Minne Sielker, alleenstaande moeder en eigenaresse van een kapsalon, heeft een moeizame maar liefdevolle band met haar grofgebekte, zwaarlijvige en hypochondrische stiefvader. Zijn liefde voor het leven lijkt voornamelijk door de maag te gaan, totdat hij keelkanker krijgt en weet dat hij gaat sterven. Vanaf dat moment sluit hij de wereld buiten en weigert en saboteert iedere vorm van hulp. Minne doet verwoede pogingen om hem tot steun te zijn in de laatste fase van zijn leven, al lijkt dit een onmogelijke opgave. 'De dood van een hypochonder' is een tragikomische roman over de vraag wanneer je als kind recht hebt op de liefde van een ouder. Heb je als kind het recht grenzen te stellen aan de betekenis ‘onvoorwaardelijke ouderliefde’?

Michael ter Maat – Demarcaties (Passage, 27 mei)

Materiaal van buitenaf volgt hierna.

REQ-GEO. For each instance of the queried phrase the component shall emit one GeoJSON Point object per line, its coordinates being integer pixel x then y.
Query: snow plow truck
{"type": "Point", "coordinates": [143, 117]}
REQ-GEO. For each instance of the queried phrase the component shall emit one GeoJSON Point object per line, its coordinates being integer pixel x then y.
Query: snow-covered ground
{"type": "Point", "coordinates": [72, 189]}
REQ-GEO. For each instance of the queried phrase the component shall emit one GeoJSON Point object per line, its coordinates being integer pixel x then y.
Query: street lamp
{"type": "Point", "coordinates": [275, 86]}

'Demarcaties' verhaalt over de slagschaduw van bestaande en bedachte grenzen. De parade die voorbijkomt is kleurrijk en talloos: zuigelingen, kroondragers, vrouwen die rijstkorrels invlechten, mannen die schaamteloos ruimtes claimen, schijnbaar verloren wezen, wapenbroeders en lenteliefdes. In deze debuutbundel blijft geen kantlijn onopgemerkt; wat zich ophoudt in de marge zal eindelijk voor het voetlicht treden. De gedichten in 'Demarcaties' onderzoeken wat zich afspeelt op het snijvlak tussen daar en hier.

Sophie Visser – De eerste (Zwartjes & Labovic, 28 mei)

Laura is vijfendertig en heeft haar huisje-boompje-beestje-bestaan tevreden omarmd, maar in haar dromen wordt ze nog altijd achtervolgd door Cristian, de jongen op wie ze op de middelbare school stapelverliefd werd. Niet dat ze nog over hem mijmert of naar hem verlangt, maar hij verschijnt letterlijk in haar dromen; soms wekelijks, soms nachten achter elkaar - en dat al jarenlang. In een poging hem uit haar dromen te verdrijven besluit ze over hem te schrijven. Ze wordt gedwongen opnieuw te beleven wat er destijds gebeurde en datgene in de ogen te kijken wat ze al die tijd verborgen heeft gehouden. 'De eerste' is een debuut over de vormende invloed van eerste grote liefde en leven met de verwachtingen van een ander.

Xillan Macrooy – Mensen als zonnen en mensen als manen (Blauw gras, 31 mei)

Lanny groeit samen met zijn tweelingbroer en jongere zus op in Paramaribo. De jongens zijn getalenteerd: ze tekenen en raken zelfs bekend als zangduo. Maar Lanny trekt zich, als hij ouder wordt, steeds meer terug in de maankant van het leven. Hij vindt zichzelf geen zon. En als het steeds duidelijker wordt waar de gevoelens die hij voor zijn beste vriend heeft werkelijk op duiden, breekt een periode aan waarin alles zijn betekenis lijkt te verliezen: de muziek, het vrije zijn dat hij als kind nog volop kon beleven, en zelfs de band met zijn tweelingbroer. Zelden liet een boek de lezer zo toe in de gevoelens, mistbuien, angsten en verlangens van een jonge Zwarte queer man als in dit beeldende poëtische debuut van Xillan Macrooy. Hij schrijft radicaal eerlijk en met hem ontdekt de lezer van dichtbij hoe Lanny zichzelf langzaam in zonlicht leert te zien.